Многие проигнорировали тот факт, что при рассмотрении всех этих дел Международный суд ООН намеренно воздержался от оценки взаимодействия указанных отраслей права. Вместо этого он остановился на рассмотрении отдельных прав: в решении по использованию атомного оружия Суд, коснувшись запрета произвольного лишения жизни, не обратился к вопросу о том, являются ли обязательства по соблюдению прав человека абсолютными или зависят от толкования правовых норм, положенных в основу права вооруженных конфликтов как отрасли. В решении по делу о строительстве стены на оккупированной палестинской территории Суд намеренно проанализировал лишь "третьи" права, регулируемые нормами обеих отраслей международного права, оставив без внимания иные права, подпадающие под действие только одной отрасли. В деле "Демократическая Республика Конго против Уганды" Суд сделал более общий анализ характера взаимодействия стандартов прав человека и международного гуманитарного права, тем не менее исследование было осуществлено в рамках раскрытия содержания конкретных вопросов: права на жизнь (п. 1 ст. 6 Международного пакта о гражданских и политических правах; далее - МПГПП), запрета пыток (ст. 7 МПГПП) и защиты детей во время вооруженных конфликтов (п. п. 2 и 3 ст. 38 Конвенции о правах ребенка).

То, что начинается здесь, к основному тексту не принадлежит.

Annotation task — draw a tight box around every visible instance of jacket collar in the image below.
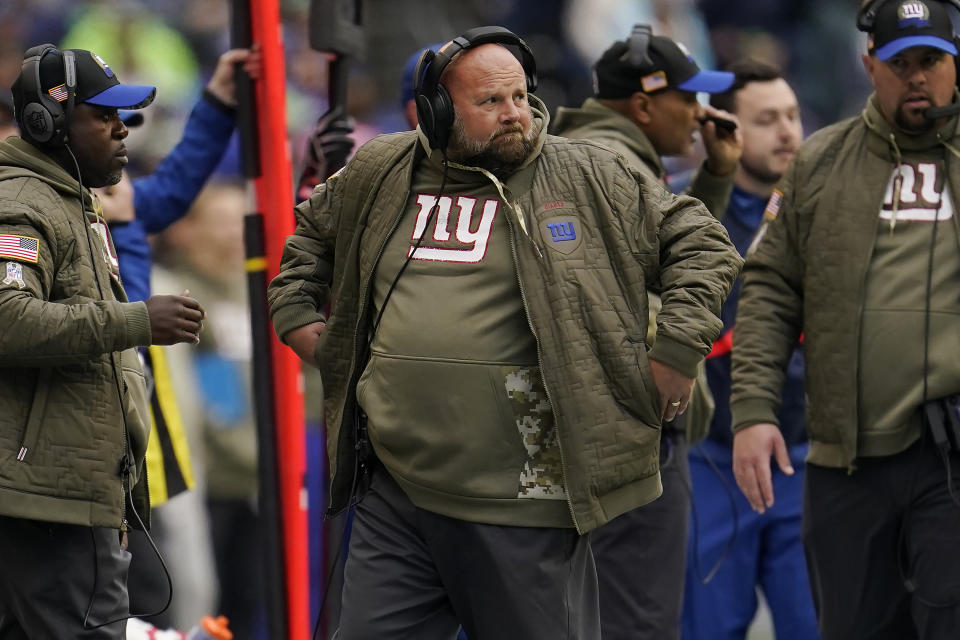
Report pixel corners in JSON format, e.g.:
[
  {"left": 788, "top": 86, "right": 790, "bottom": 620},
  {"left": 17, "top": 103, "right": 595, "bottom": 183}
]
[
  {"left": 553, "top": 98, "right": 665, "bottom": 178},
  {"left": 0, "top": 137, "right": 93, "bottom": 206}
]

Из заключений Суда следует вывод: в то время как нормы международного гуманитарного права и права прав человека играют комплементарную роль, нормы lex specialis должны использоваться для определения того, насколько в конкретной ситуации вооруженного конфликта особые права и обязанности человека представляются ограниченными и имеет ли место ограничение как таковое <43>. -------------------------------- <43> Frowein J. A. The Relationship Between Human Rights Regimes and Regimes of Belligerent Occupation // Israel Yearbook on Human Rights. 1999. 28. P. 1. Далее автор убедительно заявляет, что аргумент относительно норм lex specialis не может разрешить все вопросы, как и нельзя из положений дела о ядерном оружии сделать вывод, что конвенции о правах человека должны интерпретироваться через призму норм международного гуманитарного права. Он также подчеркивает, что отдельные права человека, например запрет жестокого обращения или рабства, не подлежат умалению даже во время вооруженных конфликтов.

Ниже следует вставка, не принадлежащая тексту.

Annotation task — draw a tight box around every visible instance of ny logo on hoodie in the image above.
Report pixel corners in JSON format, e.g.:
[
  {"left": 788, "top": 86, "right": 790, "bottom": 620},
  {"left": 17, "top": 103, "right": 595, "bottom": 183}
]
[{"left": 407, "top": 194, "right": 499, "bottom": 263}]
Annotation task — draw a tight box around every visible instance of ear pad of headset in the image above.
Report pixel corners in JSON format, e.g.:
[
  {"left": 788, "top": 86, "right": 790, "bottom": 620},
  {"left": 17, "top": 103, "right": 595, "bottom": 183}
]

Яркими примерами обязанностей по соблюдению прав человека, которые оказываются наиболее ограниченными в соответствии с нормами международного гуманитарного права, являются случаи обеспечения прав заключенных и проведения расследования причин гибели людей в результате применения силы: во время вооруженных конфликтов процедура habeas corpus не может быть гарантирована в той же мере, как в мирное время, но правовая защита заключенных остается важным аспектом. Порядок осуществления расследования по факту применения силы, повлекшему гибель, в военных условиях также будет существенно отличаться: положения ст. 6 (1) МПГПП и нормы соответствующих региональных конвенций по правам человека требуют обеспечения в мирное время по каждому делу независимого расследования, в период вооруженных конфликтов соблюдение данных требований не представляется возможным <44>. -------------------------------- <44> К сожалению, правовые различия в обеспечении защиты человека в мирное время и в период вооруженных конфликтов в решениях ЕСПЧ игнорируются. См., например: Medka Isayeva, Yusopova and Bazayeva v. Russia (Applications N 57947/00, 57948/00 and 57949/00). Judgment of 24 February 2005; Goncharuk v. Russia (Application N 58643/00). Judgment of 4 October 2007; Tangiyeva v. Russia (Application N 57935/00). Judgment of 29 November 2007. Эти решения являются примером того, как применение стандартов прав человека в условиях вооруженного конфликта, исключающее обращение к нормам lex specialis международного гуманитарного права, выступает результатом неубедительных решений.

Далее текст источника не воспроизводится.